You want to build a real robot arm controller, but the first documents you open immediately throw a dense vocabulary at you: FK, IK, Jacobian, MoveJ, MoveL, MoveC, trajectory generation, interpolation, servo control, driver interfaces, ROS 2 control, MoveIt 2, Ruckig, Pinocchio, KDL. If you start from a large framework, you may run a demo without understanding why the robot moved that way. If you start from equations only, you may understand a few mathematical blocks but still not know how to turn them into smooth commands for real hardware.
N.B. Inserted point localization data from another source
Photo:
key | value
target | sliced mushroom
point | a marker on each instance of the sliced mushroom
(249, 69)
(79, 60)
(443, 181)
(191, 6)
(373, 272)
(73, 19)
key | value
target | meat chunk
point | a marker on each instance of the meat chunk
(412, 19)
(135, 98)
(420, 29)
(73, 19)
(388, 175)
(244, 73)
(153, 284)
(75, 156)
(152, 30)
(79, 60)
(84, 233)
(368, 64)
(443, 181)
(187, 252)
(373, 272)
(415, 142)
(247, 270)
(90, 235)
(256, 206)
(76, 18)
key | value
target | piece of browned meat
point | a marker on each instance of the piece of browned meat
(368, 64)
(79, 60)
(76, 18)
This series takes the middle path: classical robot arm control. By classical, I mean a controller built from geometry, kinematics, joint limits, velocity and acceleration constraints, trajectory profiles, interpolation, and feedback loops. This is the foundation behind most industrial arms, whether you work with Universal Robots, ABB, FANUC, KUKA, Franka Panda, or a custom manipulator. It is different from learning-based or VLA-based manipulation because we are not learning a direct mapping from image and language to motor action. We model the robot, plan a valid motion, generate a time-parameterized trajectory, then send setpoints to the servo loop at a fixed control period.
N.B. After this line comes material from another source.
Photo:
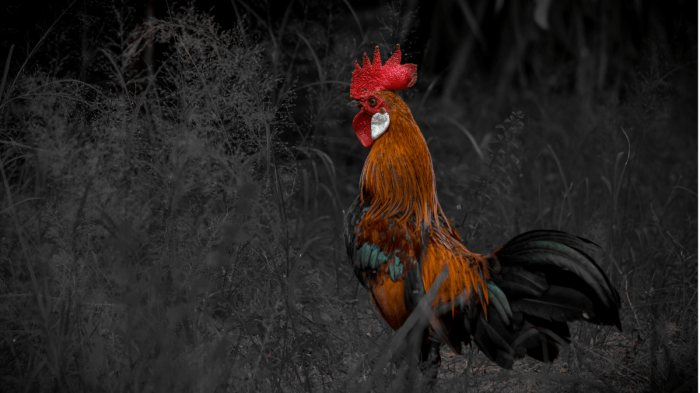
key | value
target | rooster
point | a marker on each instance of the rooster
(513, 302)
That does not make learning or VLA irrelevant. Models like the ones discussed in VLA models for robotics are powerful when the robot needs perception, language grounding, demonstrations, or data-driven policies. But once a high-level policy says "move the tool to this pose" or "follow this line", a classical controller still has to produce safe joint commands. In a practical stack, a VLA can be the task-level brain, while the classical controller is the motion system that keeps the robot inside limits.

Image source: MoveIt documentation. The diagram shows user interfaces, planning scene, controllers, and robot sensors connected through an integration node such as move_group.
Roadmap series
This is part 1 of 15 in the series Classical Robot Arm Controller (C++ & Python): From FK/IK to MoveJ, MoveL, Jogging and Motion Planning. Read the posts in this order:
- robot-arm-classical-controller-1-roadmap - Controller stack, learning philosophy, tool choices, and the 2026 library map.
- robot-arm-classical-controller-2-cpp-cmake-setup - C++17/20, CMake, Eigen, unit tests, and a clean controller project structure.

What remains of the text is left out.